Chpt 3 - Numerical Descriptive Measures Flashcards
How can we organize numerical data?
Graphical Methods
Numerical Methods
How does a histogram compare to a bar chart in what data they are representing?
They are similar but bar charts are for categorical data and histograms are for numerical data
How does a histogram compare to a bar chart in how close the bars are to each other?
Bars are touching in a histogram, but not a bar chart
How does a histogram compare to a bar chart in what each bar represents?
Bar charts have each bar representing a different variable, but in a histogram each bar represents a group of values that the variable can take
How does a histogram compare to a bar chart in the height of each bar?
In a bar chart, the height of a bar is determined by frequency or relative frequency.
In a histogram, the height of the bar is the frequency or relative frequency of the group of values that the bar represents
How should we group the values when making a histogram for discrete data with only a small number of distinct values?
Single value grouping
When should single value grouping be applied to a histogram?
When using discrete data with only a small number of distinct values
What is single value grouping for a histogram?
Each bar represents a distinct value (similar to bar charts)
The height of the bar is determined by the frequency or relative frequency of the corresponding values in the sample
These would be called a frequency histogram or a relative frequency histogram respectively.
What type of histogram uses the height of the bar to represent relative frequency?
relative frequency histogram :)
How should we group the values when making a histogram for discrete data with many distinct values?
Limit grouping
What are the steps to making a histogram using limit grouping?
- Choose an appropriate range which includes all the distinct values
- Divide the range into sub-intervals of equal strength
- Summarize the data using f or f/n table. Here a frequency is the number of individuals falling into a sub-interval
When should limit grouping be applied to a histogram?
When using discrete data with many distinct values
What is the number of sub-intervals that work best for limit grouping? Explain
Should be between 5-20
Otherwise it won’t tell information about the data. Imagine if there was only one bar in the histogram or each bar corresponding to a distinct value with 100 values. Gross lol
Let’s say we want to analyze how many hours per week students are studying. A survey of 20 people gave answers ranging from 5 hrs to 96 hours. How would you sub-intervals to make the limit grouping histogram?
Option A:
0-19
20-39
40-59
60-78
80-99
Option B:
0-9
10-19
etc. (would give 10 sub-intervals)
What grouping is applied to continuous data when making a histogram?
Cutpoint grouping
When is cutpoint grouping used in a histogram?
When using continuous data
What is cutpoint grouping?
Used for continuous data, it defines sub-intervals such athat any value (decimals or whole number) in an interval can be assigned to one, and only one, sub-interval. This is because the possible values that continuous variable can take is any number in an interval
What is the steps to creating a histogram using cutpoint grouping?

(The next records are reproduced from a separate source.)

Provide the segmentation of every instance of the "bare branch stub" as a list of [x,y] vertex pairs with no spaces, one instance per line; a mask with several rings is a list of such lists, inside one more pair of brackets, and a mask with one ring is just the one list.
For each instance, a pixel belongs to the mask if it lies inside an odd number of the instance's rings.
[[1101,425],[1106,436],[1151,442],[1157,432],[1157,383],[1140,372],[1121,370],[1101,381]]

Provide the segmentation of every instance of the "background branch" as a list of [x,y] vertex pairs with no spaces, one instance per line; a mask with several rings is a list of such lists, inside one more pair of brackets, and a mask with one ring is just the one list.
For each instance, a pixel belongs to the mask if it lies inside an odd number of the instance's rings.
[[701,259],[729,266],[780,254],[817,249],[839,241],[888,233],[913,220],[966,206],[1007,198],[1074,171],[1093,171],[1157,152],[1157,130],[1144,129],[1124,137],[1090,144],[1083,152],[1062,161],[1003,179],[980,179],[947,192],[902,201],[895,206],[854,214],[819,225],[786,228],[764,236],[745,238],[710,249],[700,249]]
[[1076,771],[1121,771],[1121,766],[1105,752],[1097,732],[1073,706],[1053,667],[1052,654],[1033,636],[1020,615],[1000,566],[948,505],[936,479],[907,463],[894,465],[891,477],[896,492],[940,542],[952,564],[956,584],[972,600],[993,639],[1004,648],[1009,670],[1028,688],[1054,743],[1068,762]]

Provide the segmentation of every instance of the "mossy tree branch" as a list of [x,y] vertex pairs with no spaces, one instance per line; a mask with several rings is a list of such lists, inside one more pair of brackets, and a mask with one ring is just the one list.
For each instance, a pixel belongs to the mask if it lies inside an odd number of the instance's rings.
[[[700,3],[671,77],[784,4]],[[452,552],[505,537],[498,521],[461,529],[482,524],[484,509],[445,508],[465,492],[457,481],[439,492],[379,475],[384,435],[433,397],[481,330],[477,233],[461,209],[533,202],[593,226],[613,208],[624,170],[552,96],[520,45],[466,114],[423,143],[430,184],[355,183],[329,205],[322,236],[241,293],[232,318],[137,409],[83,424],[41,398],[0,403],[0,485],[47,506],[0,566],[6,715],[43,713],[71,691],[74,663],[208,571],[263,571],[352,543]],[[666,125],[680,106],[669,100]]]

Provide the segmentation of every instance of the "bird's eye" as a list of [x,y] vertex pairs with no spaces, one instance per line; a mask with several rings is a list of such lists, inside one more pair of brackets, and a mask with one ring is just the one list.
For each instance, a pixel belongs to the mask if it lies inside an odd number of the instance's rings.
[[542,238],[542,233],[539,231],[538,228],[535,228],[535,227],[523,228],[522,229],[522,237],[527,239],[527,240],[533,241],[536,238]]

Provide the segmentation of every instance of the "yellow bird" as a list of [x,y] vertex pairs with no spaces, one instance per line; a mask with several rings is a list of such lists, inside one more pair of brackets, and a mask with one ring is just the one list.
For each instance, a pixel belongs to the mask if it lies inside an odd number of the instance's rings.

- Choose the whole interval which includes all of the data values
- Divide this whole interval into 6 sub-intervals of equal length (i.e. 0-under 10, 10-under 20 etc.)
- Count the number of individuals falling into each sub-interval and summarize in a frequency or relative frequency table
- Plot the histogram with 1 bar corresponding to a sub-interval and the height of the bar = frequency or relative frequency as desired
What is the purpose of organizing data?
To analyze the distribution of the data
What is distribution and what are it’s 2 important features?
Distribution of a variable is a table, graph, or formula that provides
- All the possible values that this variable can take
- How often these values occur
Why is it important to determine the shape of the distribution of a variable?
Give an example
Plays a role in determining the appropriate inferential methods to analyze its data
If the distribution of a variable is bell shaped, a lot of inferential methods can be applied to analyze its data
What are the 3 important aspects when describing the shape of a distribution?
Symmetry
Skewness
Modality
What is symmetry in regards to distribution shape?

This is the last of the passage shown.